That's pretty much the same mistake as in VW recent "We know where you parked" hack. [0] So while I don't really want to say anything nice about VW, the mistake is no something that only happens to side projects.
This is also something that keeps affecting "smart" software engineers with projects, that don't realise they've got misconfigured S3 buckets, or have Firebase or Mongodb etc. wide open to the world. We've seen so many companies that absolutely should know better be in this area.
The reality is that cloud providers make it easy to deploy infrastructure without much thought. You need skilled domain specific IT Architects working together to ensure that an organization's cloud presence is efficient and secure. That discipline and rigor is often dismissed or underappreciated because it forces you to slow down and decreases agility.
Some organizations have some form of Enterprise Architecture group that governs technology and ensures that there is discipline though the maturity and scope varies. I would say most organizations are completely devoid of that type of supervision and oversight.
> I would say most organizations are completely devoid of that type of supervision and oversight.
It's unfortunately far too counter to "move fast and break stuff" that startup space tends to be enamored of, because they tend to want you to do things safely and try to avoid a "Front page of the New York Times" type of security event.
Sure wish it meant more than it does. Sorry that "Front page of the NYT" phrase is one I've been using since back when everyone would have expected it to be the death of a company!

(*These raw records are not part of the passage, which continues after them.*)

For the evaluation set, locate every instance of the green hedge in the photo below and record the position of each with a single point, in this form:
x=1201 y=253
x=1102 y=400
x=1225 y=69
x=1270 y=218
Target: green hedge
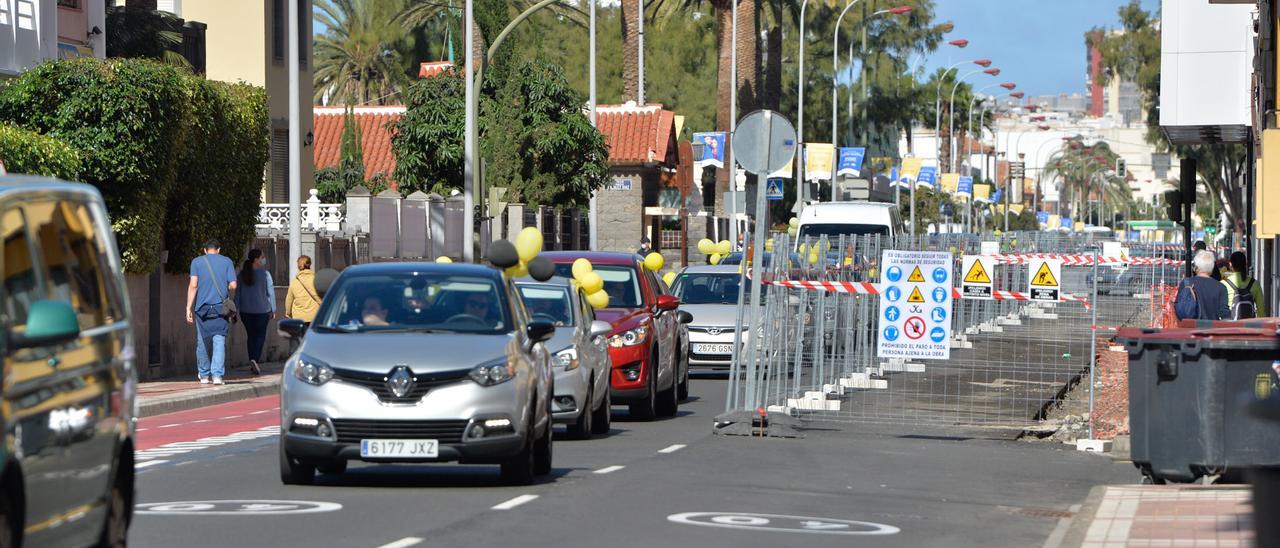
x=23 y=151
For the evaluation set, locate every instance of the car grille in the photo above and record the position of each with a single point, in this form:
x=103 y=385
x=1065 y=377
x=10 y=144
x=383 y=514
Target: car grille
x=376 y=383
x=352 y=430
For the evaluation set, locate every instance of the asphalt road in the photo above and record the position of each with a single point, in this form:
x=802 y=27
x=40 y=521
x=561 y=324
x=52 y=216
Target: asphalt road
x=645 y=484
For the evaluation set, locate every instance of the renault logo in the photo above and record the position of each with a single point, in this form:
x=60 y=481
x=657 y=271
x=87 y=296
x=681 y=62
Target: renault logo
x=400 y=382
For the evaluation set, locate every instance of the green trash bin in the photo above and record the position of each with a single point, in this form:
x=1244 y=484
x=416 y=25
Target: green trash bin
x=1188 y=389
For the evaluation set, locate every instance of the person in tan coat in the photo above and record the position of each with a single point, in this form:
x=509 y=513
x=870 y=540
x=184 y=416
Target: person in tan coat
x=302 y=301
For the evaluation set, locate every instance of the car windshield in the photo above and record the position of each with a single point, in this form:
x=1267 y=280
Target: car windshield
x=548 y=304
x=410 y=301
x=708 y=288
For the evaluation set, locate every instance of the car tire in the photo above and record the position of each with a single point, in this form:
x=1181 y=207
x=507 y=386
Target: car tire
x=644 y=409
x=293 y=471
x=603 y=419
x=584 y=425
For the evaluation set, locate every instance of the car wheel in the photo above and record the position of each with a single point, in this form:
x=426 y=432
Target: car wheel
x=644 y=409
x=293 y=471
x=603 y=419
x=583 y=427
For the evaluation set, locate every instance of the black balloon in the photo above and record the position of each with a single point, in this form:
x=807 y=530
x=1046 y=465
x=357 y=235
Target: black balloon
x=502 y=254
x=324 y=279
x=542 y=268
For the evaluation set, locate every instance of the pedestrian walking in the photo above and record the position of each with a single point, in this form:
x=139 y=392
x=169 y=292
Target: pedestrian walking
x=1200 y=297
x=302 y=301
x=210 y=309
x=256 y=304
x=1243 y=293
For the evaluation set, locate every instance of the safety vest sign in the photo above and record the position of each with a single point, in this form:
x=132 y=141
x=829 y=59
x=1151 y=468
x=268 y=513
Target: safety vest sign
x=1046 y=277
x=977 y=277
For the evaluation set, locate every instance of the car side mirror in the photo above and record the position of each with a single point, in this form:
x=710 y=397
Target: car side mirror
x=292 y=328
x=539 y=330
x=49 y=323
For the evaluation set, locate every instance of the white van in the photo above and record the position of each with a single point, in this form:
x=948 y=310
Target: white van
x=833 y=219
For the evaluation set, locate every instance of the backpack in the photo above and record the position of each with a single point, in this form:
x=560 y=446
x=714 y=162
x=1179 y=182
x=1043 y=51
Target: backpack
x=1187 y=302
x=1244 y=307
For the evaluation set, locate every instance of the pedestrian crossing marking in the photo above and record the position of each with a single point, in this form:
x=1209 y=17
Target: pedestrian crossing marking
x=977 y=274
x=915 y=293
x=917 y=277
x=1045 y=277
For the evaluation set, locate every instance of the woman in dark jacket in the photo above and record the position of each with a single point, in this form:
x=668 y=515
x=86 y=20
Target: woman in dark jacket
x=255 y=298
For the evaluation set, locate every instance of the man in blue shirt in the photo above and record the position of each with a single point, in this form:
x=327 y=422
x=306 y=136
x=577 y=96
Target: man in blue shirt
x=213 y=279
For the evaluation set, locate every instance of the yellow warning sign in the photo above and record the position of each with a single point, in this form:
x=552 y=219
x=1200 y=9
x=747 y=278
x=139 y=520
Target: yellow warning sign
x=915 y=277
x=977 y=274
x=1043 y=277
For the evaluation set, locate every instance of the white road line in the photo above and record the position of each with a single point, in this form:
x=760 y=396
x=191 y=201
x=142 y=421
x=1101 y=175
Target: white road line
x=609 y=469
x=402 y=543
x=516 y=502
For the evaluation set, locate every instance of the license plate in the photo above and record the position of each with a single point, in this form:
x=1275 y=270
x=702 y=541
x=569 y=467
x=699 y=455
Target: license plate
x=713 y=348
x=400 y=448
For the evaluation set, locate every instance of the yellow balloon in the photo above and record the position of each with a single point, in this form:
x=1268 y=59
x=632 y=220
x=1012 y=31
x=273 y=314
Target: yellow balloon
x=653 y=261
x=598 y=300
x=529 y=242
x=705 y=246
x=592 y=282
x=580 y=268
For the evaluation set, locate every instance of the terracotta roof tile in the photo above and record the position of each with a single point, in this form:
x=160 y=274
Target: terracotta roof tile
x=638 y=135
x=376 y=137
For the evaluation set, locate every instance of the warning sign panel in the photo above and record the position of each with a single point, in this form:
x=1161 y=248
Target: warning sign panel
x=977 y=277
x=1046 y=277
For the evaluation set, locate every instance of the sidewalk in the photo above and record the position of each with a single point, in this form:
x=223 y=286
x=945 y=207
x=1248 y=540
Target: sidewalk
x=158 y=397
x=1187 y=515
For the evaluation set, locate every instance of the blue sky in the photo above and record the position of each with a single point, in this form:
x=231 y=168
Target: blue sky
x=1038 y=44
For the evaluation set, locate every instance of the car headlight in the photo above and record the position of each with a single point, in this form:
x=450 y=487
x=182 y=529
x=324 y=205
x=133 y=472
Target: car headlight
x=311 y=370
x=567 y=359
x=493 y=373
x=631 y=337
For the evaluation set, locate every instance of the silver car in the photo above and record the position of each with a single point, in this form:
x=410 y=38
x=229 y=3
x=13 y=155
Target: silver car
x=711 y=295
x=580 y=355
x=417 y=362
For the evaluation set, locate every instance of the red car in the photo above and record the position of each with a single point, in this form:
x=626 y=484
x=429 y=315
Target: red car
x=649 y=339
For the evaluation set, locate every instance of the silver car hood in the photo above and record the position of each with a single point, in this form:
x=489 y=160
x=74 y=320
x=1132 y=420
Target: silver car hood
x=379 y=352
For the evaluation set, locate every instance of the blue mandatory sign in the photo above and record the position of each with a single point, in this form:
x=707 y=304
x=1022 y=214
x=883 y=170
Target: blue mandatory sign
x=894 y=293
x=937 y=334
x=894 y=273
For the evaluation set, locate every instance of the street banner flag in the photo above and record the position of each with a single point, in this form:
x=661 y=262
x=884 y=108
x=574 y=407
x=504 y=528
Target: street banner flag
x=713 y=149
x=818 y=161
x=950 y=182
x=851 y=161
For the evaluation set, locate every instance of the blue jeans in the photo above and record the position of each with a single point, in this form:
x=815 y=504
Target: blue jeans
x=204 y=365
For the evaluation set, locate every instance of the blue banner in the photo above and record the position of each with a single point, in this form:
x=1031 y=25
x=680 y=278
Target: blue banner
x=851 y=160
x=713 y=149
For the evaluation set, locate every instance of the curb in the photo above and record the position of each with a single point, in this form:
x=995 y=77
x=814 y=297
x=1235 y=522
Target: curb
x=167 y=405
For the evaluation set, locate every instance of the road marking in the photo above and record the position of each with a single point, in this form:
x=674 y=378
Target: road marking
x=403 y=543
x=516 y=502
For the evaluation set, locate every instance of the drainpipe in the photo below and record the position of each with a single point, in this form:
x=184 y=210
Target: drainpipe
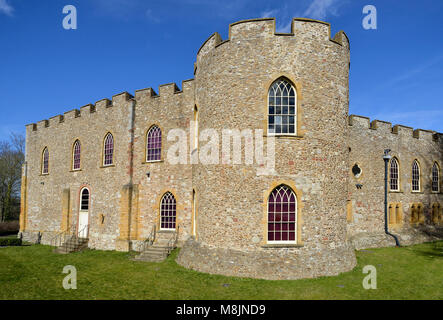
x=386 y=158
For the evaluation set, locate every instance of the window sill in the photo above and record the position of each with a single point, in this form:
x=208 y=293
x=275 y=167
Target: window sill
x=282 y=245
x=283 y=136
x=153 y=161
x=166 y=231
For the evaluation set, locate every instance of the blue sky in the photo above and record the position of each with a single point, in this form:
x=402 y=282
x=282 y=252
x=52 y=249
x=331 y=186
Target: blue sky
x=125 y=45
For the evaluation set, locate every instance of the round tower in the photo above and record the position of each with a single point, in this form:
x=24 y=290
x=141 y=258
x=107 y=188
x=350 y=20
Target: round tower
x=282 y=219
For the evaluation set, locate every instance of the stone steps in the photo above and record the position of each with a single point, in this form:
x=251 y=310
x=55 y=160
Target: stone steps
x=73 y=244
x=158 y=252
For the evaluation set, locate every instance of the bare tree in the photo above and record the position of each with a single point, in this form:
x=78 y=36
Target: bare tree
x=11 y=161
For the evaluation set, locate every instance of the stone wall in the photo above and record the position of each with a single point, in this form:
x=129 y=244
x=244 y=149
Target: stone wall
x=232 y=81
x=367 y=142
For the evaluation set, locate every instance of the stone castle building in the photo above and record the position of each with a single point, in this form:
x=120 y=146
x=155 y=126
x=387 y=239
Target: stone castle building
x=105 y=170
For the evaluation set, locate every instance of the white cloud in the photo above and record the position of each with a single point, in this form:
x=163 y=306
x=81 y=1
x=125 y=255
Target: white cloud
x=424 y=119
x=6 y=8
x=269 y=13
x=320 y=9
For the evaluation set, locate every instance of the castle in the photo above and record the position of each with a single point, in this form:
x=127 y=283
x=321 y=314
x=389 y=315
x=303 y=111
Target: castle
x=104 y=169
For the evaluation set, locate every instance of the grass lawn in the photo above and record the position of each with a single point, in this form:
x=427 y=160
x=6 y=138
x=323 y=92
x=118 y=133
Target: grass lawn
x=34 y=272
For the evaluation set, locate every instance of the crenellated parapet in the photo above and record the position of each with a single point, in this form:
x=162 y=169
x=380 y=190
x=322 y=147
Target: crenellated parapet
x=385 y=127
x=102 y=106
x=301 y=28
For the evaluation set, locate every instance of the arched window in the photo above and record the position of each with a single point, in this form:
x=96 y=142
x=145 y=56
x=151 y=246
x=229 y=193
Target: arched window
x=391 y=215
x=195 y=127
x=393 y=172
x=167 y=212
x=415 y=176
x=153 y=144
x=84 y=201
x=398 y=216
x=282 y=108
x=435 y=215
x=282 y=211
x=414 y=214
x=45 y=161
x=108 y=150
x=76 y=152
x=435 y=178
x=83 y=216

No he is right, hardware manufacturers treat software as a line item and just part of the BOM. Typically just contracted out (although some are trying to change that) Thats why its typically mediocre from companies outside of SV.
You need a software first agile mentality from the leadership of the company on downwards and these legacy companies just dont have it.

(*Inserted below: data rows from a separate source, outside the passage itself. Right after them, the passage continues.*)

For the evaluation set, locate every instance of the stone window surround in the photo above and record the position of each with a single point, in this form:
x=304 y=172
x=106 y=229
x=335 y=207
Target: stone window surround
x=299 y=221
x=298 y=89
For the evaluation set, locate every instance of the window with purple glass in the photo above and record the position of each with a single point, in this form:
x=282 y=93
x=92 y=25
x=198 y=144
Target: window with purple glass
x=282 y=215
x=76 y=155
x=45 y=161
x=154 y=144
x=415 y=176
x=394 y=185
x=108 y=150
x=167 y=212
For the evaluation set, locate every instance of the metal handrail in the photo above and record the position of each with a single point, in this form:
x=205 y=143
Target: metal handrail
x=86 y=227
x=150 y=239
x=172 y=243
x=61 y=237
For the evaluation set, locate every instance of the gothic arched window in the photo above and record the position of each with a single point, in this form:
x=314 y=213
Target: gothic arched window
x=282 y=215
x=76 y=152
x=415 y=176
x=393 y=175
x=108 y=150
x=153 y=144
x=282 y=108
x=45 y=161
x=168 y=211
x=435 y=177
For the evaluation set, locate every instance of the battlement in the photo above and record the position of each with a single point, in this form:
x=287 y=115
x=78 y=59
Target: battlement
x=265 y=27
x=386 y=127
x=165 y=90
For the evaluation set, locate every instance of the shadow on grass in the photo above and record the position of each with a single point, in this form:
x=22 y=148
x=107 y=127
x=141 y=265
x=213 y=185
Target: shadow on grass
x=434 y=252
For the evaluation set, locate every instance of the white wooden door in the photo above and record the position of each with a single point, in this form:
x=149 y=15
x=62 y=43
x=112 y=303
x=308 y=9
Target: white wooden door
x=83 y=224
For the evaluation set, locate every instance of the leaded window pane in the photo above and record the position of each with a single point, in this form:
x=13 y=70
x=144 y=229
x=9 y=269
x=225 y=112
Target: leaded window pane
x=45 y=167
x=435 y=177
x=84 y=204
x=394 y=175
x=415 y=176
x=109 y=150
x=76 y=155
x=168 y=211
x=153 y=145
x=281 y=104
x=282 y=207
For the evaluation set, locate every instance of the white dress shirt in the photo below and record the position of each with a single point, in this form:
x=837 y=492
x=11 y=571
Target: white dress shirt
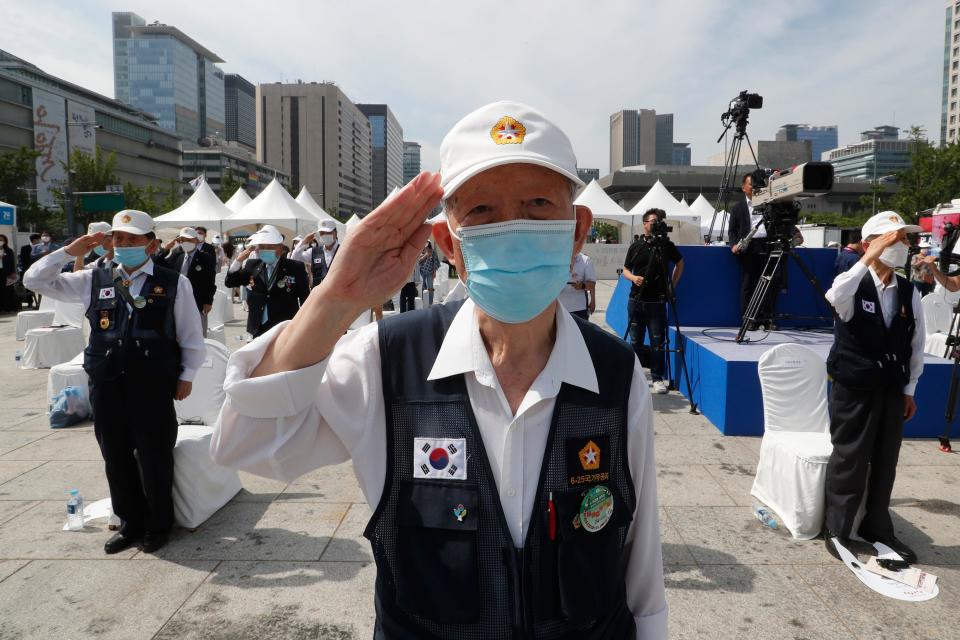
x=44 y=277
x=841 y=296
x=285 y=424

VW realized that software was important years ago and founded a dedicated software-only company called Cariad to specialize in it. They went ham recruiting traditional software folks for high salaries (in European terms). I know a few people who moved Bay area -> Europe to work for them and they have a couple west coast offices where you'd expect for the people who don't want to move.
It's been an absolute disaster, with billions of dollars spent to produce delayed, buggy software.
The problem with hardware companies is they’re bad at software because the disciplines are so different that what works for one doesn’t work for the other.
The problem with software companies is they’re bad at hardware for the same reason.
User experience companies can be good at both. Maybe not as good at hardware as a hardware company, maybe not as good at software as software companies.
Apple’s the obvious example, but Google, Garmin, heck even Starbucks are also good examples. Start with the user experience, build hardware of software or whatever else is needed. Specializing in a tool has value, but limits you to that tool.
It’s neither. But they’re successful because of the user experience — consistency, the preloaded cards, the mobile ordering with notifications when your order is ready.
They build whatever hardware (in store) or software (mobile / back end) is necessary to give the user experience they want.
But you’re absolutely right — we can lump their mediocre coffee into hardware, or call it “goods” as a third category that you also don’t have to be the best at if you’re a UX company.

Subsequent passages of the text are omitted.